Page 31 of Mr. Strategic
The ambulance was here in a commendably short time, the EMTs strapping Reuben into a stretcher and loading him into the back of the ambulance.
I could only hold his hand and anxiously hope whatever Michael had done wouldn’t kill him.
“Coming along?” one of the EMTs asked, and I nodded, following them into the back of the ambulance.
Even though it was only a few minutes away, it seemed to take forever to get to the hospital.
And when we arrived, there wasn’t anyone at the intake desk.
How strange.
They rushed him back, and no one told me to stay there, so I followed.
“What’s wrong with him? Is he going to be OK?” I cried.
They were racing down the hall, and I was forced to sprint to keep up with the team.
“He’s going to need surgery,” one of the EMTs shot back. “In here, please.”
Chapter Eleven
“Wait, am I allowed to be here?” I asked in shock as I jerked around to notice I was standing beside Reuben’s prone body in the sterile white operating room.
But the EMTs were all gone. The door was closed.
The physician on duty hooked poor Reuben up to the machines with hasty, jerky motions.
“What’s going to happen to him?” I cried, my eyes glued to the monitor where his heart rate seemed to dip to dangerous levels, then spike alarmingly. “Is he going to be all right?”
“I don’t know, Lavender,” came a steely, hard voice I recognized instantly. “That’s up to you.”
I screamed as my blood froze in my veins, sending a cold, unspeakable horror through me.
The doctor drew his mask down with long, strong fingers and I saw the features of my husband Michael.
“What—how did you?—”
“Clever girl. You were so hard to get to,” he said, and his voice was composed, but his very appearance belied his voice, like it came from another human entirely.

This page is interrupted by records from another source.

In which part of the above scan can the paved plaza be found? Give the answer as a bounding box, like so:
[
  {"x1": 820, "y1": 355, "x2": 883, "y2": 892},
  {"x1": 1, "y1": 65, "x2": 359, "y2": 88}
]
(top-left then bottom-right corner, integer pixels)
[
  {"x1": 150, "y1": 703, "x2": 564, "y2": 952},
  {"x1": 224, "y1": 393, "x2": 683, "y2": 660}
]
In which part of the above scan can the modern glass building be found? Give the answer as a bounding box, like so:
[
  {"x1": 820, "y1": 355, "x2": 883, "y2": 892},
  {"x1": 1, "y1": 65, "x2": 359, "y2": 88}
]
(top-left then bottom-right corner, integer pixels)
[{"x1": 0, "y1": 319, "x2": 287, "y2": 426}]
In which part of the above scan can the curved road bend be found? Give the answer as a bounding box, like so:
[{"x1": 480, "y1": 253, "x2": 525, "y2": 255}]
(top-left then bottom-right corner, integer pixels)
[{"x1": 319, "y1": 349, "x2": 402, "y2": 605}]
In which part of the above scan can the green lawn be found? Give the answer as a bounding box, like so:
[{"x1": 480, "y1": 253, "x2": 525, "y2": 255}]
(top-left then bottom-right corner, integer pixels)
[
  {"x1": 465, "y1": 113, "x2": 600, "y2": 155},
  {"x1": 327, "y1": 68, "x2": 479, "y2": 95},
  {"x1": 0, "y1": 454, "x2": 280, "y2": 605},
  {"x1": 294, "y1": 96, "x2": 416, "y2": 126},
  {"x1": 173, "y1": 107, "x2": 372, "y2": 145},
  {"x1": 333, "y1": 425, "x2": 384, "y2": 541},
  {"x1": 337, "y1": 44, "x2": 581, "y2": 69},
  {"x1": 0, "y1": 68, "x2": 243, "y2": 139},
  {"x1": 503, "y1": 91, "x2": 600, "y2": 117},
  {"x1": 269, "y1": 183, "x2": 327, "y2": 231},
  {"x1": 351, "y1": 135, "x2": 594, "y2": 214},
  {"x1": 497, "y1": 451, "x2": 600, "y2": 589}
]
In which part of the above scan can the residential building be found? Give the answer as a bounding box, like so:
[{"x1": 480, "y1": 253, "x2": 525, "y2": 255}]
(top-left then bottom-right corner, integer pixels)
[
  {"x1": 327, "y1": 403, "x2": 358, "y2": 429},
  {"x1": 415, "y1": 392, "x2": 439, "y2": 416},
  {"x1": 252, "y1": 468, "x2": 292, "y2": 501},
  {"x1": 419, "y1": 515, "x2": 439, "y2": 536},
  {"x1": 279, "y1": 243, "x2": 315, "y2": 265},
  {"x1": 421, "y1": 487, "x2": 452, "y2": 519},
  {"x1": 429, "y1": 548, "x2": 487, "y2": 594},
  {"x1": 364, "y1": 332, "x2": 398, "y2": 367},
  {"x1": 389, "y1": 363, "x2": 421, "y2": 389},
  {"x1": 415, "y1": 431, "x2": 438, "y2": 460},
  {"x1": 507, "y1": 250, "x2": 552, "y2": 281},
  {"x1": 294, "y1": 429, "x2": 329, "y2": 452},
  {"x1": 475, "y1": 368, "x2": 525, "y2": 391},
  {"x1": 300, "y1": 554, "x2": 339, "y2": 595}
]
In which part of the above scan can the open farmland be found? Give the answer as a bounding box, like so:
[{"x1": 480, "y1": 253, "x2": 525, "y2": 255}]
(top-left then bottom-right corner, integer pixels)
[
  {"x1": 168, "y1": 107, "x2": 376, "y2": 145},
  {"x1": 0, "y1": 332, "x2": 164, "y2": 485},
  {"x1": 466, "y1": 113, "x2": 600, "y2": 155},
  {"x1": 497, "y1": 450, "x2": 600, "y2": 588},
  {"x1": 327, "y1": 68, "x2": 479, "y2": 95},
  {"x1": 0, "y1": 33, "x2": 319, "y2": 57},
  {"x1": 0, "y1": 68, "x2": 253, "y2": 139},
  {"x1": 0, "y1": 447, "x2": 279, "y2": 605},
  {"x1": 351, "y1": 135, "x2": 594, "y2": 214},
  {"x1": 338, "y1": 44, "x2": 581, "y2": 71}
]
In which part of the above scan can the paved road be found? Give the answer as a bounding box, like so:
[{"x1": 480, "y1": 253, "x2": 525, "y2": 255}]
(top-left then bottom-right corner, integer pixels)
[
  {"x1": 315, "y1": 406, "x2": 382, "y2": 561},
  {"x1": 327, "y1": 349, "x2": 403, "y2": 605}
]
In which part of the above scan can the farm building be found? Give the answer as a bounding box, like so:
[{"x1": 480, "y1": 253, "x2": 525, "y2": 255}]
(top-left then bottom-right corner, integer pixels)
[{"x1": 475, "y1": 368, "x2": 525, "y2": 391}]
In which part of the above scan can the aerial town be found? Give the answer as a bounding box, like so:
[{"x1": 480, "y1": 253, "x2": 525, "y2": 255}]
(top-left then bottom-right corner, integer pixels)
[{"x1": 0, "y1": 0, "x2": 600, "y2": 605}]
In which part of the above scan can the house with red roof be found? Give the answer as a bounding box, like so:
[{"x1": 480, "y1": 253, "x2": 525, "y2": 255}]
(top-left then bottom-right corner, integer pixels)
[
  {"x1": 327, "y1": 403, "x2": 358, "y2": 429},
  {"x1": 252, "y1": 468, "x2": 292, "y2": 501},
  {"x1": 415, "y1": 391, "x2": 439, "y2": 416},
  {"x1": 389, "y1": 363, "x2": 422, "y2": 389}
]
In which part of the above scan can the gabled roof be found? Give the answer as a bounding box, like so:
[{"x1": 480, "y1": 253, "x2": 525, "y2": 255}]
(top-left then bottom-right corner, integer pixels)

There were strange scratches and gouges on his face. Like he’d been throwing himself against the bars on Reuben’s fence.
His eyes looked wild, untamed, and he raised a scalpel in the air. The shiny metal tool glistened in the harsh fluorescent lights of the operating room.
“What did you do?” I whispered.
“Nothing,” Michael said, “Except made goddamn sure he’d need to be here for open heart surgery.”
“You—” I gasped, feeling almost faint with horror.
“You’re--insane.”
Michael gripped the scalpel with his fingers, the frighteningly sharp tool cutting through his flesh.
“I think I am, my darling. I’m afraid you’re the only thing that’s kept me sane.”
The smile split his face open, and in my heated gaze his white teeth seemed sharp, predatory.
He was insane, out of his mind, a madman!